I piselli alleati contro iperglicemia e appetito

Il ritorno a cose semplici e genuine sta riportando i legumi sempre più frequentemente sulle nostre tavole

di GIULIA BIGIONI

Nel corso dei secoli i legumi, della famiglia delle Fabaceae, hanno alternato la loro fortuna sulle nostre tavole, in funzione della disponibilità alimentare e delle mode. Tra quelli di stagione, con l’arrivo della primavera, troviamo i dolcissimi piselli (Pisum sativum), tipici della nostra Dieta Mediterranea, ben conosciuti e apprezzati già nell’antica Roma. Se gli antichi Romani gradivano consumare fave e piselli ripassati con lardo, come ci racconta Marziale (MART. V, 78, 10; XIII, 7, 1-2) e se un tipico piatto romanesco dei tempi moderni è “la vignarola”, fatta con piselli, fave, carciofi, lattuga, guanciale e menta, nelle scienze biologiche i piselli rappresentano la base delle scoperte genetiche.

Grazie, infatti, alle selezioni in sette varietà di piselli, che differivano per caratteri del seme, come la forma, liscia o rugosa, il suo colore, la forma e il colore del baccello, la posizione e il colore dei fiori, e grazie allo studio sugli incroci di due varietà di piante appartenenti alle cosiddette linee pure, Mendel ha formulato le note  leggi della genetica, che hanno definito  le caratteristiche ereditarie.

Il loro valore nutrizionale è nel basso potere calorico di circa 60 calorie per 100 g, fornite soprattutto da carboidrati (6,5%) e proteine (5,5%), nella ricchezza di fibra, di sali minerali (potassio, ferro, magnesio, calcio) e vitamine, soprattutto vitamina C e acido folico. Non mancano gli antiossidanti e altre molecole utili.

Tra le proprietà nutrizionali annoverano la capacità di stimolare la motilità intestinale, proprietà diuretiche, toniche e energetiche.

Diversi studi hanno dimostrato l’impatto benefico dei piselli secchi e dei loro componenti sulla tolleranza al glucosio. Uno studio pubblicato recentemente su NUTRIENTS riporta i risultati dell’effetto dell’integrazione alimentare con semi di piselli crudi e cotti sulla tolleranza al glucosio, la composizione microbica dell’intestino, i marcatori selezionati della funzione di barriera intestinale e il profilo degli acidi grassi a catena corta, in ratti intolleranti al glucosio (https://www.ncbi.nlm.nih.gov/pubmed/29137145).
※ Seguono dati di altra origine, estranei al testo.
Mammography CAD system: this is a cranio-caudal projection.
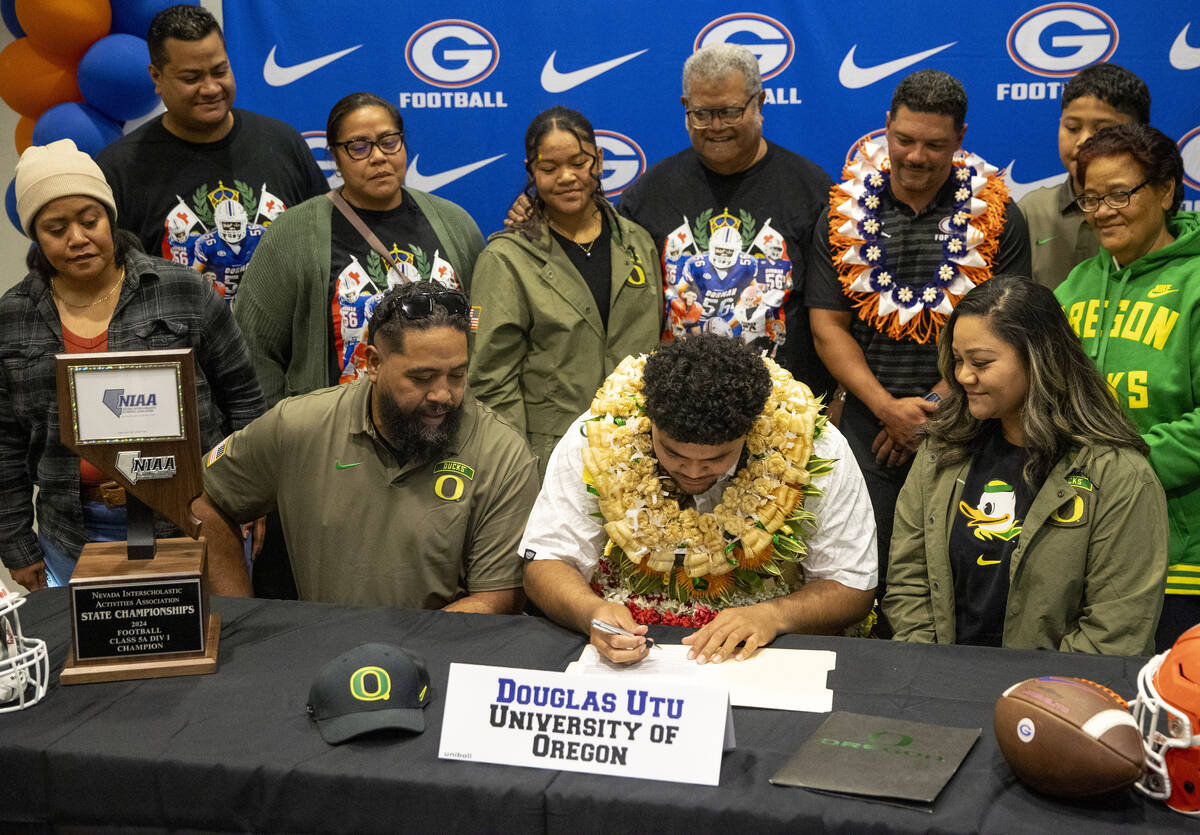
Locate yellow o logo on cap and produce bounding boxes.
[350,667,391,702]
[433,473,467,501]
Lo studio è stato condotto su ratti resi prima intolleranti al glucosio, con una dieta ricca di grassi e zuccheri semplici, poi alimentati per quattro settimane con diete a base di piselli crudi e cotti. Il consumo di piselli cotti ha migliorato la tolleranza al glucosio di circa il 30% e la dieta con quelli sia crudi che cotti ha ridotto la risposta all’insulina del 53% e del 56%, rispettivamente, rispetto alla dieta ricca di grassi. La spiegazione del risultato ottenuto è perché i piselli sono un’ottima fonte di fibra alimentare, per l’alto contenuto di cellulosa.
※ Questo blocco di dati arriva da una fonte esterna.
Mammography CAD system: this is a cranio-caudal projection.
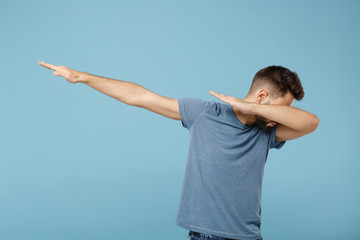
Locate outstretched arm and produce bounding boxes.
[210,91,319,141]
[39,61,181,120]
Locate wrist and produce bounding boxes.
[77,72,91,84]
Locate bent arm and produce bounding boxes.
[79,72,181,120]
[250,103,319,141]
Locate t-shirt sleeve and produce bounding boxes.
[177,97,208,129]
[269,125,286,149]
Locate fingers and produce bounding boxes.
[38,61,58,71]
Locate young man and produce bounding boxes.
[39,62,319,240]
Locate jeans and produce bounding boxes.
[188,230,263,240]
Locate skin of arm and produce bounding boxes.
[247,103,319,134]
[209,91,319,141]
[38,61,181,120]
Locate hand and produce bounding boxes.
[38,61,84,83]
[209,90,252,114]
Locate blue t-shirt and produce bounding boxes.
[176,97,285,240]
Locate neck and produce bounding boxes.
[233,95,256,126]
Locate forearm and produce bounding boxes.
[79,72,148,105]
[251,103,319,132]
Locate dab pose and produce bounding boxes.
[39,61,319,240]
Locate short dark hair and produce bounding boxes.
[249,65,305,100]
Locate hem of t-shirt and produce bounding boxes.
[175,221,262,240]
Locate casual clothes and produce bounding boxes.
[176,97,285,240]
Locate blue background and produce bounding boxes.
[0,0,360,240]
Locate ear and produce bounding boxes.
[256,89,270,104]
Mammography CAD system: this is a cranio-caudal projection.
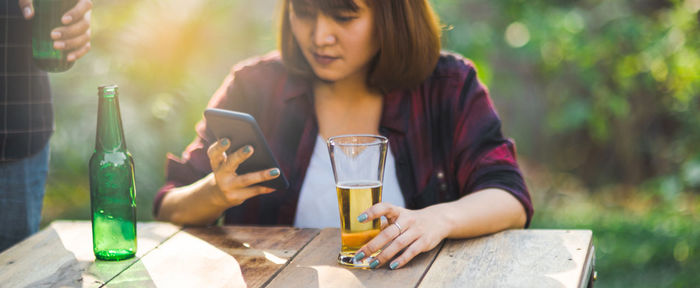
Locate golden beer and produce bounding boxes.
[336,182,382,264]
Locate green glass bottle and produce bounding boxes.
[90,85,136,260]
[32,0,78,72]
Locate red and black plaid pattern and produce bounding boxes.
[0,0,54,162]
[154,53,533,225]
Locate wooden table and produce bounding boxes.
[0,221,594,287]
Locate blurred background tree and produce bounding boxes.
[42,0,700,287]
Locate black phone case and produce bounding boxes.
[204,108,289,189]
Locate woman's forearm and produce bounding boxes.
[158,174,228,226]
[426,189,527,238]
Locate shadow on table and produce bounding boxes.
[0,223,148,287]
[421,230,590,287]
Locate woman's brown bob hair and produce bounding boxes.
[279,0,440,93]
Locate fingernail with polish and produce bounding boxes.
[357,213,367,222]
[355,251,365,261]
[389,261,399,270]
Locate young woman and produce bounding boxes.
[154,0,533,269]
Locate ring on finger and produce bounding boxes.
[393,222,403,237]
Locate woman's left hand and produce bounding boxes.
[356,203,449,269]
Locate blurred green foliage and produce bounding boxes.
[43,0,700,287]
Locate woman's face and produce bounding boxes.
[289,1,379,82]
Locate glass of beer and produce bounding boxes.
[328,135,389,268]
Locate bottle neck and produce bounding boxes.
[95,93,126,152]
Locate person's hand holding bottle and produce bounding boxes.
[19,0,92,62]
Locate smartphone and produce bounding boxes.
[204,108,289,190]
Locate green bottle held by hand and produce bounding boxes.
[90,85,136,260]
[32,0,78,72]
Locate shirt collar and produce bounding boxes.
[282,74,410,134]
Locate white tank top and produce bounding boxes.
[294,136,406,228]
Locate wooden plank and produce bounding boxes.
[420,230,592,287]
[0,221,180,287]
[185,226,320,287]
[106,227,318,287]
[268,228,442,287]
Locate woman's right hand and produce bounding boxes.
[207,138,280,207]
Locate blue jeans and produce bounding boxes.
[0,144,49,252]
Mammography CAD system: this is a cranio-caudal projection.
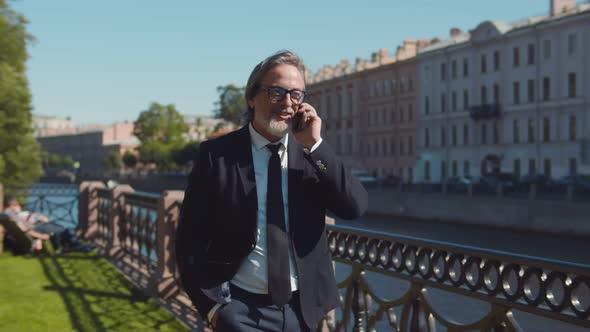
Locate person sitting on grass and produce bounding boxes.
[4,196,75,252]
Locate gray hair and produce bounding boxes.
[244,50,305,122]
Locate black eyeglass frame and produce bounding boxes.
[261,86,307,105]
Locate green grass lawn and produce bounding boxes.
[0,253,187,332]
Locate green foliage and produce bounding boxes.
[213,84,247,126]
[0,252,188,331]
[133,103,188,170]
[133,103,188,144]
[103,151,123,171]
[172,141,201,166]
[0,0,41,186]
[123,151,137,168]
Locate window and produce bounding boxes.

Si è anche osservato un cambiamento significativo nella composizione microbica intestinale dopo dieta a base di piselli rispetto a una dieta a contenuto variabile di grassi ma povera di fibra, con un incremento dei batteri delle famiglie Lachnospiraceae e Prevotellaceae. I livelli sierici di acetato e propionato aumentano con la dieta a base di piselli crudi, confermando il miglioramento della glicemia e il ruolo protettivo contro alterazioni del microbiota intestinale.

Recenti raccomandazioni nutrizionali promuovono una riduzione delle proteine da fonti animali, quali maiale, carne bovina, come prevenzione delle malattie cronico degenerative. Le proteine da fonti vegetali al contrario dovrebbero essere aumentate. Tuttavia, poco si sa circa l’effetto di queste fonti di proteine vegetali sulla regolazione dell’appetito.
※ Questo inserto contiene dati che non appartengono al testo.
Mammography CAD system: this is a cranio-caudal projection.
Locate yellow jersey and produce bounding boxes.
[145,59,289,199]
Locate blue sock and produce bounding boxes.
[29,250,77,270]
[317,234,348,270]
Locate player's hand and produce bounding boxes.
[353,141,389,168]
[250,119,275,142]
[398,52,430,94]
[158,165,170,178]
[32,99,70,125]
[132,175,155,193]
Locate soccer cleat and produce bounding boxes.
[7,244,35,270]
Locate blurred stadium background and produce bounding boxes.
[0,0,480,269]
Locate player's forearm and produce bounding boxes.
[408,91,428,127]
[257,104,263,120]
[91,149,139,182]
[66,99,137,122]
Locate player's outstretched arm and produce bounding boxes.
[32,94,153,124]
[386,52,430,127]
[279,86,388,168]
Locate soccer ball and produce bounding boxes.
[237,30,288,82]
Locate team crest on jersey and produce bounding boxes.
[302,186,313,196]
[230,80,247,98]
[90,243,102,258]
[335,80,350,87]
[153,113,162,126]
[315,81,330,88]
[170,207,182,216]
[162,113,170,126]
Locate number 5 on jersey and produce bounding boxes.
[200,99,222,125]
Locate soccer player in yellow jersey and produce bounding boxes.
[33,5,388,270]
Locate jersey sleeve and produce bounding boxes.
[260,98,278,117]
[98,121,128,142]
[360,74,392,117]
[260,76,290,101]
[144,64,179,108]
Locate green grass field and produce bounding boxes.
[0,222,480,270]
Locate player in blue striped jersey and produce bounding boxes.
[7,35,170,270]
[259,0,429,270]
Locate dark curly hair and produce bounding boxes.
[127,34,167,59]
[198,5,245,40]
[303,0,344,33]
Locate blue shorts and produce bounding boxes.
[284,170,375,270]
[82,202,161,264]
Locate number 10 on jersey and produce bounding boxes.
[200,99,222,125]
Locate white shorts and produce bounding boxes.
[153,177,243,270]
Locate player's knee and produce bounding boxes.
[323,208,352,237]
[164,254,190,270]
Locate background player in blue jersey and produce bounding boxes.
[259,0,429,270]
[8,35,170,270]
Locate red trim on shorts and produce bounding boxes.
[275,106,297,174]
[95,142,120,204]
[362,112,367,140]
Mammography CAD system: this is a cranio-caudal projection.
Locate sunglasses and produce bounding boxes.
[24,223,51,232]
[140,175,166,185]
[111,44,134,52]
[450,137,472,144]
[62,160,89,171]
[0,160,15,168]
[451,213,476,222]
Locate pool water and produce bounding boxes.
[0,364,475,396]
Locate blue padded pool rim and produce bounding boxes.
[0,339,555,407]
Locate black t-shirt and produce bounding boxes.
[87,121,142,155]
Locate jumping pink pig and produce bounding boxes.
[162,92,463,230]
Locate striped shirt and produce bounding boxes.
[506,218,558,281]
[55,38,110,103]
Nielsen, dell’Università di Copenhagen, dimostra, in un suo lavoro pubblicato sempre su NUTRIENTS, in 43 giovani volontari sani, di peso normale, che a parità di contenuto energetico, i pasti alto contenuto di proteine vegetali da fagioli e piselli riducono la sensazioni dell’appetito di più rispetto ai pasti a base di proteine di origine animale, da carne di maiale e vitello. Anche in questo caso la spiegazione sta nell’alto contenuto idi fibre di un pasto a base di piselli (https://www.ncbi.nlm.nih.gov/pubmed/29337861).

Bisogna però ricordare che i piselli sono fonte di purine e di conseguenza sono sconsigliati per gli iperuricemici e per i malati di gotta.